Her eyes got wide and he watched her swallow.
He knew why, all of the reasons.
One of them being the fact that he was the sheriff, so he didn’t feel the need to force that down his deputies’ throats. They called him Hix. He called them by their first names. Unless it was an official situation where they needed to communicate they had their shit tight to the citizens they served, that was the way it was. They were a team. He was their leader. They knew that and didn’t need reminders.
Until now.
He kept at her.
“Three things are happening here that make the one thing you want to happen something that is not ever gonna happen.”
He lifted a hand, finger pointed up, and he flicked it out before dropping his hand and continuing.
“One, you’re twenty-seven years old. You’re closer to my son’s age than mine. I’ve lived that part of my life. Had the wife. The kids. The house. Don’t know where my change in circumstances is gonna take me, I just know it’s not gonna take me back there. I’ve done that. What’s next will not be that. Not settin’ up house again to make another family. You got that ahead of you, and if that’s what you want in life, you gotta find a man who’s up to giving it to you.”
“I—”
He spoke over her, lifting his hand again with his fore
and middle fingers pressed together and up, and he flicked it out before dropping it.
“Two, and this is more important, Bets, so listen clear to this. I’m your boss. I’m this county’s sheriff. You’re my deputy. That shit is not gonna happen.”
“If—”
He did the finger thing, indicating three, and again talked right over her.
“Three, mean no offense, none at all, but even if you weren’t my deputy, I wouldn’t go there. As I said, you’re too young. There are men who’re into swimmin’ in a pool they should have vacated a decade before, but that man is not me. Regardless, again, no offense, you just aren’t my type.”
And she was not, even though she was a pretty woman.
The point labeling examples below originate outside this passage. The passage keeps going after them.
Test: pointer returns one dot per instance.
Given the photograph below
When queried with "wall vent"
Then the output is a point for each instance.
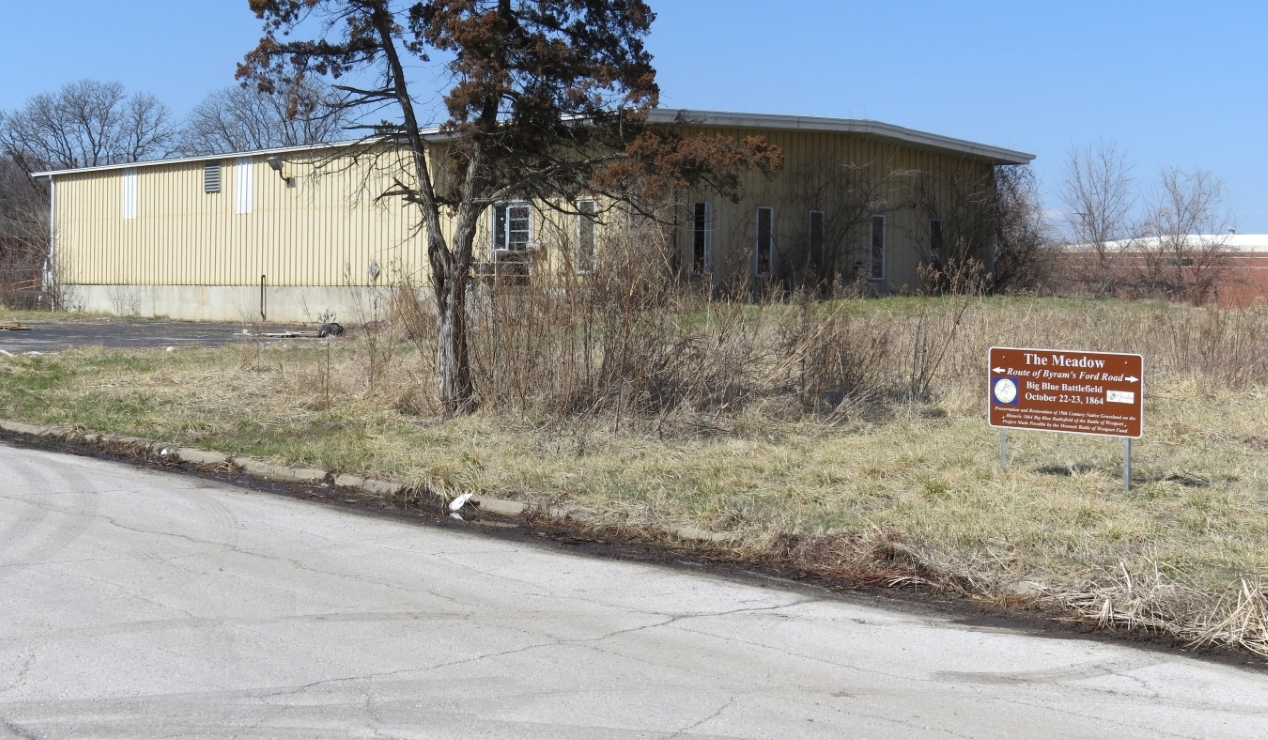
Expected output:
(212, 178)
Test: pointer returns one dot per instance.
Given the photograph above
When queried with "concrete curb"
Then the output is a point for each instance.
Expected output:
(254, 466)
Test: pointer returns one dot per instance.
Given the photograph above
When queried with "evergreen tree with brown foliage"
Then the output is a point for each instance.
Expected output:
(548, 99)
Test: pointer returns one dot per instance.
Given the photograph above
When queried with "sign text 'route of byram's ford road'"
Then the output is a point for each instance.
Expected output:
(1063, 390)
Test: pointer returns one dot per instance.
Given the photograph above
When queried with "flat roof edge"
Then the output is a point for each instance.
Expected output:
(689, 117)
(348, 143)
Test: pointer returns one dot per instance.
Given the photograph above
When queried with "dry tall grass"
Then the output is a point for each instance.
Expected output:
(845, 436)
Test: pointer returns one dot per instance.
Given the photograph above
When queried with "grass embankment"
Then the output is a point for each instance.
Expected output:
(895, 477)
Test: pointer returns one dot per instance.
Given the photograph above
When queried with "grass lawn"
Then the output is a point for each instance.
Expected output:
(1183, 551)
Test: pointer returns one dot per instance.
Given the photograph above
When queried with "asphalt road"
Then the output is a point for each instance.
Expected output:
(137, 603)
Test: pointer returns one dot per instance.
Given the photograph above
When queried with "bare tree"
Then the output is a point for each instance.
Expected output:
(1099, 197)
(1023, 240)
(239, 119)
(1186, 251)
(86, 124)
(23, 232)
(547, 99)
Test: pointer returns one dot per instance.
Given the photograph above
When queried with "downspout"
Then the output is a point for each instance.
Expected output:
(52, 231)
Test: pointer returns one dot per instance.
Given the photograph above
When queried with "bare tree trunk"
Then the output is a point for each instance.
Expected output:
(453, 360)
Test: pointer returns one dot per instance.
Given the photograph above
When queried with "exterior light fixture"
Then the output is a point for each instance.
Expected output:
(275, 165)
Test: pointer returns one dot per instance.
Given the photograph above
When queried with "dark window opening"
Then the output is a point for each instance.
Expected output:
(701, 238)
(815, 255)
(512, 227)
(765, 241)
(936, 241)
(878, 248)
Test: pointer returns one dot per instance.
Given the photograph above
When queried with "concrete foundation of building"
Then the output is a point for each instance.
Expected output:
(245, 303)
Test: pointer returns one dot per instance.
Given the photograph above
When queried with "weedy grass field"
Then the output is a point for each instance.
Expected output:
(845, 437)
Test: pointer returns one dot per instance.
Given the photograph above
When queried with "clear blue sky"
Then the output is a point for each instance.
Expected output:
(1174, 82)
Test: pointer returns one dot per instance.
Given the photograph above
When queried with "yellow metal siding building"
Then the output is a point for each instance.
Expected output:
(232, 238)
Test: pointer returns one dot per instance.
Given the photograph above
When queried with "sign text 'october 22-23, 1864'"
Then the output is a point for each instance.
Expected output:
(1064, 390)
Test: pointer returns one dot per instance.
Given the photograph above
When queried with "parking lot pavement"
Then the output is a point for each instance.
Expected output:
(55, 336)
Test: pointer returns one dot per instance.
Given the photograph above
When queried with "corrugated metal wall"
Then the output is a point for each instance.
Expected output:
(327, 226)
(912, 186)
(322, 229)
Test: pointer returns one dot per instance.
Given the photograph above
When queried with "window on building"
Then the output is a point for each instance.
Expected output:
(701, 238)
(936, 241)
(244, 181)
(876, 270)
(129, 194)
(765, 246)
(211, 178)
(815, 254)
(512, 227)
(586, 235)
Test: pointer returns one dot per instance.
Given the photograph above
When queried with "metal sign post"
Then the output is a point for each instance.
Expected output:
(1126, 463)
(1067, 390)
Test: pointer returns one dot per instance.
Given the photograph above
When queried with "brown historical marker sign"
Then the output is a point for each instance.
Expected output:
(1063, 390)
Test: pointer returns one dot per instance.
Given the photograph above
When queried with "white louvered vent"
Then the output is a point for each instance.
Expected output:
(242, 184)
(212, 178)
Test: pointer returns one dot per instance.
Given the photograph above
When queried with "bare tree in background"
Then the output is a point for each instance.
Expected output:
(86, 124)
(239, 119)
(1187, 246)
(23, 233)
(545, 100)
(1099, 195)
(1023, 240)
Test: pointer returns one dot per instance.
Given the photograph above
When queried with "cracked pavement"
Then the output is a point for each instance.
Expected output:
(136, 603)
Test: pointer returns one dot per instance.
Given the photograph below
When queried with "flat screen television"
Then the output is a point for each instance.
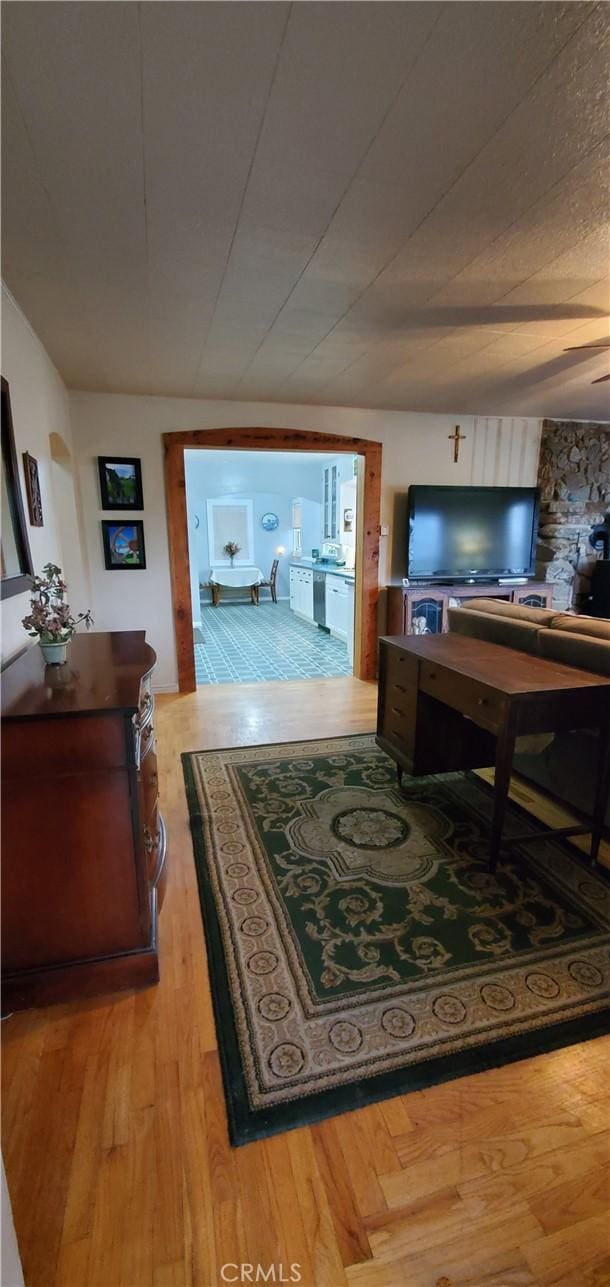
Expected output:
(471, 533)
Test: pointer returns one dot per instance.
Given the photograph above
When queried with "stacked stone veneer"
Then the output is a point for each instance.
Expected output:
(574, 480)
Dark-blonde hair. Nice brown eyes. Had a perky look that reminded him of an ex-cheerleader.
She was not a perky woman. She could be a badass when the situation warranted, which was something he liked about her. She was diligent and detailed, something else he liked. She did her job, was usually in a good mood and didn’t bring shit into the department, if she ever had any in her life. But he didn’t know if she did because she didn’t bring it in.
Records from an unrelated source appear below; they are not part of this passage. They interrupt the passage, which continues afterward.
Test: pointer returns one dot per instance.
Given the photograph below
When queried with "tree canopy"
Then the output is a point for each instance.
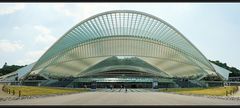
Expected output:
(235, 71)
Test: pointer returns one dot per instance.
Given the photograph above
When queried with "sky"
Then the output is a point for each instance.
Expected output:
(27, 30)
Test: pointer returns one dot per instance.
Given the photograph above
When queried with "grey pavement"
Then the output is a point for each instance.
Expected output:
(117, 97)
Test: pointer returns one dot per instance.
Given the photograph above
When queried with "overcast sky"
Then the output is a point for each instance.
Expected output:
(28, 30)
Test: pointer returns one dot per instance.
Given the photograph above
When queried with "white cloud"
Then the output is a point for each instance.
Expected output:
(10, 46)
(44, 36)
(31, 56)
(10, 8)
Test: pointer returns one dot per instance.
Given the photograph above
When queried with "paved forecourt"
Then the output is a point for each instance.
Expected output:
(122, 98)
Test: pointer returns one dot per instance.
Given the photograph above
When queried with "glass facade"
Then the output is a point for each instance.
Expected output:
(163, 49)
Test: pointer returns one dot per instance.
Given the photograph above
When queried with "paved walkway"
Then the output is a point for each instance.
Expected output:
(123, 90)
(122, 98)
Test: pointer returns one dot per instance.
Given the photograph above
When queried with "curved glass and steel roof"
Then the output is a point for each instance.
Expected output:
(123, 33)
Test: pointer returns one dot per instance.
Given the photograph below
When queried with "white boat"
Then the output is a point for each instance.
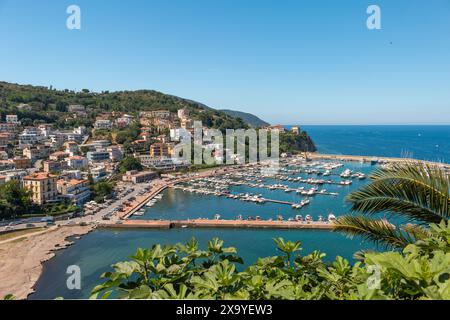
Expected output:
(346, 174)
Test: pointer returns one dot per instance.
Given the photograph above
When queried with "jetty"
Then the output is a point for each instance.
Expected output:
(210, 223)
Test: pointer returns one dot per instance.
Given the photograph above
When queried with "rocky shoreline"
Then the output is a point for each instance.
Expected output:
(21, 260)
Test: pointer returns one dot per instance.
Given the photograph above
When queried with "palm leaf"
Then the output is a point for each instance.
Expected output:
(417, 191)
(380, 231)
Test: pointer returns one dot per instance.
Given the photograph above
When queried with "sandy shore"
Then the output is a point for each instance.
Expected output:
(21, 260)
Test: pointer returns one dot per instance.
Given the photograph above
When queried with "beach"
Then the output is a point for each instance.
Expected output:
(21, 259)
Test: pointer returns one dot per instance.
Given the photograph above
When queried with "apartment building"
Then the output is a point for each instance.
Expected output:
(42, 186)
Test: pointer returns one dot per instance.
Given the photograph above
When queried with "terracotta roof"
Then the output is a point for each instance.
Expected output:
(39, 176)
(72, 182)
(76, 158)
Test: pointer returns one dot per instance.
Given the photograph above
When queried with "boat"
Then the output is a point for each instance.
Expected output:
(346, 174)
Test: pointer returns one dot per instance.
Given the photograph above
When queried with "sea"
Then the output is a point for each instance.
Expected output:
(95, 252)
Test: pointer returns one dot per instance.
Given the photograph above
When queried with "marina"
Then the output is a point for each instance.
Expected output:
(212, 223)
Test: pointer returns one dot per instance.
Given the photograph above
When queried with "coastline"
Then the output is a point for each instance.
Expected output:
(21, 260)
(343, 157)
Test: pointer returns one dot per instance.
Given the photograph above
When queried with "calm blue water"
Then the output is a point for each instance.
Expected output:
(421, 142)
(177, 204)
(95, 252)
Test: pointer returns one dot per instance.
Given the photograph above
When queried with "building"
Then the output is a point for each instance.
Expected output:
(74, 191)
(278, 127)
(6, 138)
(24, 107)
(30, 136)
(81, 130)
(97, 156)
(22, 162)
(161, 150)
(115, 154)
(77, 162)
(14, 175)
(35, 153)
(139, 177)
(183, 113)
(12, 118)
(98, 173)
(161, 114)
(59, 155)
(6, 165)
(42, 186)
(124, 121)
(76, 108)
(163, 164)
(71, 147)
(8, 127)
(295, 130)
(103, 124)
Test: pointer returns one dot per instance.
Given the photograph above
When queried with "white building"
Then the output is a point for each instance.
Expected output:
(77, 162)
(103, 124)
(12, 118)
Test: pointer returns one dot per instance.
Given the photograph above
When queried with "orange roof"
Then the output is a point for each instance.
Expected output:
(39, 176)
(59, 153)
(72, 182)
(76, 158)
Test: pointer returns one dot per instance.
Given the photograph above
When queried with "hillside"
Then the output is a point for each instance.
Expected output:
(248, 118)
(50, 105)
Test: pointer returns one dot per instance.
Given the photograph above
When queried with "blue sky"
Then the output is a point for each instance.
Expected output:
(287, 61)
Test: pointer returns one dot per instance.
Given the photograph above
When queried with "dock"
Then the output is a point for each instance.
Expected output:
(209, 223)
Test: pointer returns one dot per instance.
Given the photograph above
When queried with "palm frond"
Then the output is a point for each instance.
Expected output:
(379, 231)
(417, 191)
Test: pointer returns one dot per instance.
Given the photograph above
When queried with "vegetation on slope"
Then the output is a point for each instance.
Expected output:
(51, 105)
(184, 271)
(248, 118)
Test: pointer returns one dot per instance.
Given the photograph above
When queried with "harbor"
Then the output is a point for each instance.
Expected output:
(210, 223)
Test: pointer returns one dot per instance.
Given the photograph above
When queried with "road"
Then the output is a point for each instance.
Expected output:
(94, 218)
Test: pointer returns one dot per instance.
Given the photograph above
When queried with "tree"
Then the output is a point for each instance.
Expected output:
(414, 191)
(15, 200)
(128, 164)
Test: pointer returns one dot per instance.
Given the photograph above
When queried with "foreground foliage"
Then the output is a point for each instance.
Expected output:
(413, 191)
(184, 271)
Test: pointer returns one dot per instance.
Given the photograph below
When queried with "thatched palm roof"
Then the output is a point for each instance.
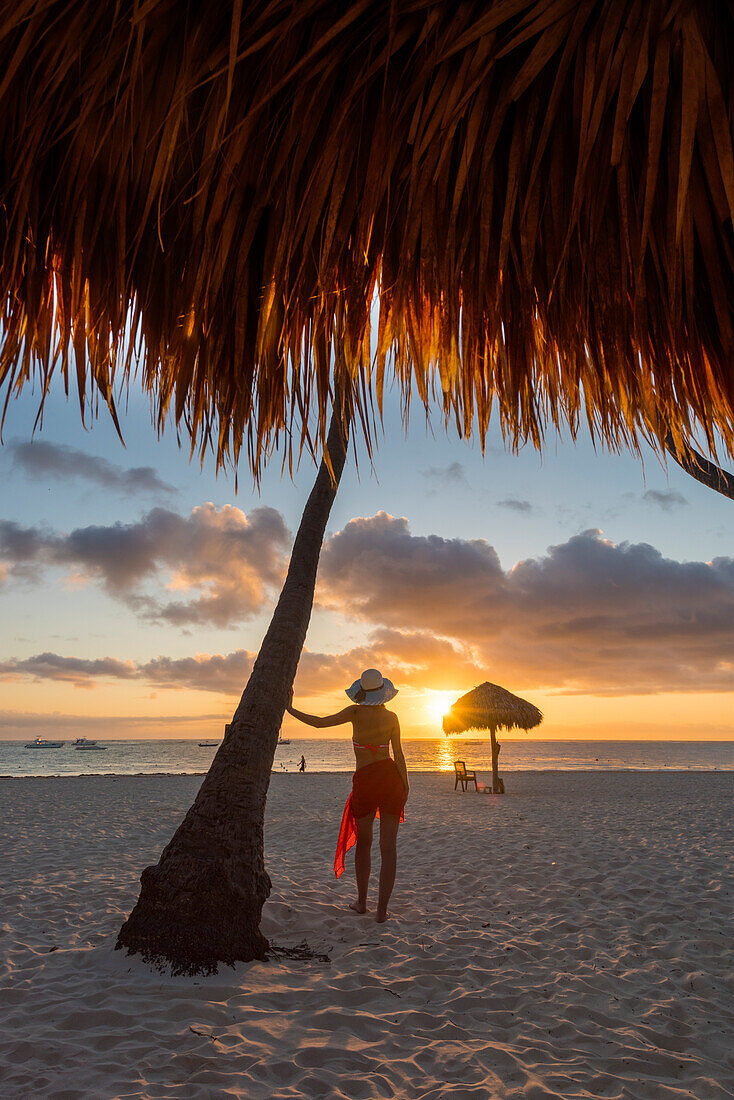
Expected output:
(490, 706)
(539, 190)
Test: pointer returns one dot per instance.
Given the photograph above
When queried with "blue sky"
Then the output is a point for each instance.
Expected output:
(519, 504)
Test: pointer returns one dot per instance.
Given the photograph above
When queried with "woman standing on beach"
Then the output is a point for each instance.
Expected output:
(380, 783)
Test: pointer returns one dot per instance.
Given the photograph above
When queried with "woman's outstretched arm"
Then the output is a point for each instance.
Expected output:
(314, 719)
(397, 755)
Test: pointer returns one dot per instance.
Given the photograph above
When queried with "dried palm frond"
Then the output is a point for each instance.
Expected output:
(490, 706)
(538, 194)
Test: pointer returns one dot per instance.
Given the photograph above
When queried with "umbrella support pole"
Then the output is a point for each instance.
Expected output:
(497, 784)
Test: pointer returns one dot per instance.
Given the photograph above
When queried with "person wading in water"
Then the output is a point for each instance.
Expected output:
(380, 784)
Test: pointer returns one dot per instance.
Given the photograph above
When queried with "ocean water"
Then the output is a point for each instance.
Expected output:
(186, 757)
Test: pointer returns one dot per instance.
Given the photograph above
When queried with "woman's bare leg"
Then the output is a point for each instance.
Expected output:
(389, 825)
(362, 861)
She could have had the respect of her colleagues, if she wasn’t panting after her boss, this being the only shit she brought into the department.
But she was never perky.
And right then, she was less so when her eyes got squinty and her face got mean.
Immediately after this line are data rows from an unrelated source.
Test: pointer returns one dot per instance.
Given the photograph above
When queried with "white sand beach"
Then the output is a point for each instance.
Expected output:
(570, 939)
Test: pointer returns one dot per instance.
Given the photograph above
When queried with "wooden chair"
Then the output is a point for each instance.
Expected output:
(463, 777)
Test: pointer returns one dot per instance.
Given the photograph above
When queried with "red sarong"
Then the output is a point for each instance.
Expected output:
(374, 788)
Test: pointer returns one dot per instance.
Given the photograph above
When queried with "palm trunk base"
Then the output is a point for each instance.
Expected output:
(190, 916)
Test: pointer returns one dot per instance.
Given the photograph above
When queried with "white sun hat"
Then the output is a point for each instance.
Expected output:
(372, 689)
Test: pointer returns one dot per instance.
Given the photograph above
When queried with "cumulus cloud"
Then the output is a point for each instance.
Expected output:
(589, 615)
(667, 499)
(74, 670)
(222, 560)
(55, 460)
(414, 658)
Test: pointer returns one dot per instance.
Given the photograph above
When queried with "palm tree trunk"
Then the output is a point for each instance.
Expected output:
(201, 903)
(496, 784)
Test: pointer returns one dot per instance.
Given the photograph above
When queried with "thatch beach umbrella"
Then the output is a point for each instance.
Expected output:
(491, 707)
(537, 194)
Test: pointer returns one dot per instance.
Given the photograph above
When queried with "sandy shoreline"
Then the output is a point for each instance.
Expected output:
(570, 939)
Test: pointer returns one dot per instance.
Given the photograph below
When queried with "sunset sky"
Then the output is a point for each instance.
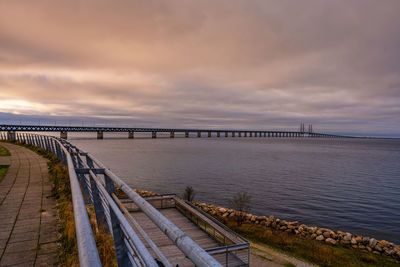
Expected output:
(215, 64)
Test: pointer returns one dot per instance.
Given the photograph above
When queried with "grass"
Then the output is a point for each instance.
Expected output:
(3, 171)
(68, 253)
(4, 151)
(311, 250)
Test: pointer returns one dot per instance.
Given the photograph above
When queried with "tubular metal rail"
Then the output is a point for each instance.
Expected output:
(99, 189)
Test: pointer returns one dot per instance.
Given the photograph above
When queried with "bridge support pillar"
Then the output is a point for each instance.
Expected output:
(11, 135)
(63, 135)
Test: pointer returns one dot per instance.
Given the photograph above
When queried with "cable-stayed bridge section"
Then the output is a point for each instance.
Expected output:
(63, 130)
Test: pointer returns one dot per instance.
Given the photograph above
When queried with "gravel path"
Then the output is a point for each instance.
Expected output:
(28, 218)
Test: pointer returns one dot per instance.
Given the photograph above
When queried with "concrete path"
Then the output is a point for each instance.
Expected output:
(28, 218)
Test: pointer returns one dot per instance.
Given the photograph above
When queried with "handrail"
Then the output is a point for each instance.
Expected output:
(87, 249)
(86, 182)
(191, 249)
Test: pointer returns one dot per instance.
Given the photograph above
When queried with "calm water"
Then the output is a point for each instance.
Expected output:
(352, 185)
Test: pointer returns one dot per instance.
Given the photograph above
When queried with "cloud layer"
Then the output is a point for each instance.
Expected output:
(247, 64)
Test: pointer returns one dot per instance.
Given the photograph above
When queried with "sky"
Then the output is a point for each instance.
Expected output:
(214, 64)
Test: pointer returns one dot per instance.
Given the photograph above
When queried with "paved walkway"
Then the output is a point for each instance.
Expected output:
(28, 224)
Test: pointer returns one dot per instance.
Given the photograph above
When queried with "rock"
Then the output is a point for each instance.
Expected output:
(372, 242)
(312, 229)
(333, 235)
(313, 236)
(366, 240)
(326, 234)
(331, 241)
(347, 237)
(384, 244)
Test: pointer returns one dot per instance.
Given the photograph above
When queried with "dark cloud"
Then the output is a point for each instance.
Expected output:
(263, 64)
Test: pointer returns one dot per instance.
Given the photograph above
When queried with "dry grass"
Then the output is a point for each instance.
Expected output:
(4, 151)
(310, 250)
(3, 171)
(68, 254)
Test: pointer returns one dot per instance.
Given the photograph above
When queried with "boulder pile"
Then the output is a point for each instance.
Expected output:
(328, 236)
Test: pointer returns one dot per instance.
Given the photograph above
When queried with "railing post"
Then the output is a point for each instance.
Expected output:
(120, 247)
(83, 181)
(98, 207)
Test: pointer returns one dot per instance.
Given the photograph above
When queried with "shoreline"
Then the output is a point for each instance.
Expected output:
(323, 235)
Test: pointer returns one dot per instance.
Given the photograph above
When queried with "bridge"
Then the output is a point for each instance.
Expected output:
(63, 130)
(160, 230)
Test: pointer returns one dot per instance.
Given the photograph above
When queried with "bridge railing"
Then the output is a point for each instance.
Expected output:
(98, 186)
This didn’t surprise him. She could get that way and it came easy.
Jesus.
Bets.
“So your type is an old, fat, washed-up, part-time lounge singer and most-time hair dresser?” she asked snidely.
Greta, fat?
He nearly busted out laughing.
He didn’t.
He thought about the fact he didn’t know Greta did hair.
Not to mention the fact that Bets had been annoying him.
Now she’d pissed him off.
“What you need to get is the fact that what I’m into is not your concern,” he returned curtly.
She shifted her shoulders in a defensive way, losing the hold she had on his eyes and muttering, “Not sure why you’re sayin’ this shit to me, Sheriff.”